From: Bryan <bethexton_at_...>
Date: Mon, 09 Mar 2009 18:25:20 -0000

Just a quick thought of my own, with no more knowledge of the HQ2 rules than what has been discussed on the mailing lists. This might be completely obvious to everyone else, but I've just been working it out in my own head, so more than anything I'm looking for agreement or not to this way of looking at things.

That contest difficulty is based on the story flow can be entirely consistent with having objective, un-altering, ratings of your world, so long as you keep flexibility in the story narrative.

For example, say you have a castle rated at "impregnable 5W2." The story is about a group of heroes leading a troop of mercenary soldiers, and they need to get into this castle for plot reasons, say to capture the Bishop's Heart, needed in order to save their employer from false imprisonment. However, experienced though they are, they have been having a rough time of it, and are due for an easier contest, which for them would be perhaps 10W.

You don't lower the toughness of the castle, you give them a circumstance which makes it easier. A peasant, not wanting the soldiers sitting around and stealing on his food tells them about a secret entrance.

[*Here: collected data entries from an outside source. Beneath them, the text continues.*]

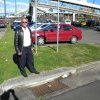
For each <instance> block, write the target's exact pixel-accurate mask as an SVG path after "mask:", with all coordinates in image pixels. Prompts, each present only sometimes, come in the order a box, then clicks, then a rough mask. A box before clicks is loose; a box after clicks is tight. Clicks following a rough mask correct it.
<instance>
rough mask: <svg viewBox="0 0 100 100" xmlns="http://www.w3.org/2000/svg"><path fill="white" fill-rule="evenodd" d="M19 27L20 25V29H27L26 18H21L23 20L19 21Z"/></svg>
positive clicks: (26, 22) (26, 19)
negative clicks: (20, 27)
mask: <svg viewBox="0 0 100 100" xmlns="http://www.w3.org/2000/svg"><path fill="white" fill-rule="evenodd" d="M21 25H22V27H24V28H26V27H27V25H28V19H27V18H26V17H23V18H22V19H21Z"/></svg>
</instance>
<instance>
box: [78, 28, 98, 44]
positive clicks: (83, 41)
mask: <svg viewBox="0 0 100 100" xmlns="http://www.w3.org/2000/svg"><path fill="white" fill-rule="evenodd" d="M80 29H81V30H82V33H83V38H82V40H81V41H80V43H97V44H100V32H99V31H95V29H94V28H80Z"/></svg>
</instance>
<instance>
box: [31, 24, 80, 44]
mask: <svg viewBox="0 0 100 100" xmlns="http://www.w3.org/2000/svg"><path fill="white" fill-rule="evenodd" d="M57 33H58V32H57V24H49V25H47V27H45V28H43V29H41V30H38V31H37V43H38V45H44V44H45V43H46V42H56V41H57ZM35 36H36V33H35V32H32V41H33V42H35V39H36V38H35ZM58 37H59V42H65V41H66V42H67V41H70V42H71V43H76V42H77V41H78V40H81V39H82V31H81V30H80V29H78V28H76V27H74V26H73V25H69V24H59V36H58Z"/></svg>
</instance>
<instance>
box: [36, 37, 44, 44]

Or as they approach the castle they see black smoke billowing up, and as they get closer they see great chaos as the barracks are burning. Or having seen how strong the castle is they scout it carefully, and find that the baron commanding it leads his knights out on a security sweep at dawn every fifth day, and nobody checks the nearby woods carefully, so a surprise charge when the gates are up would perhaps get the heroes in to the courtyard.

Or the castle gets bypassed altogether. The heroes learn that the Bishop's Heart has been taken from the castle to be sent to the capital, so their new challenge is to catch up with those couriers. Or when the heroes show up the Baron is in the middle of auctioning the Heart to the highest bidder, and their challenge now is to win that contest. Or the players come up with the idea of faking papers ordering them to take the Heart to the King, and the challenge is to make and support the forgery.

In short, in the end the narrator helps the story twist and loop such a way that its route hits highs and lows at appropriate spots, no matter the broader terrain. Which would be the big difference from traditional scenario design, where the contests were pre-set, with the player characters either hitting them in some pre-designated fashion or as the players chose to work they way through the dramatic landscape.

Or to put it in quicker Gloranthan terms, Harrek is always at W6 (or whatever it is), but you "get lucky" and only have to deal with his advance raiders, or Lunar mystics kidnap you before he attacks for their own reason, or whatever.

Which sounds great in theory. What bothers me as a player is that it sounds much harder for players to take ownership of things. My inclination has never been to sit back and wait for the Narrator to tell us what is next, but rather my preference is to find out what is going on, then go make things happen in our own way. Part of this of course is to try and find an easier way to solve things: Can we counterfeit the Bishop's Heart somehow, or blackmail the witnesses so that they'll tell the truth? But part is a player view of what is interesting: what if we use this mis-carriage of justice to rouse the other merchant lords to fund a revolution to overthrow the arbitrary and capricious First Confessor, or on the other hand what if we feel like running a prolonged siege? I would think that for many narrators it might be all the harder, when players change the intended plot like that, to maintain both the 'objective' ratings and the story flow appropriate ratings. It is a lot to keep in your head at one time while also improvising, I'd think!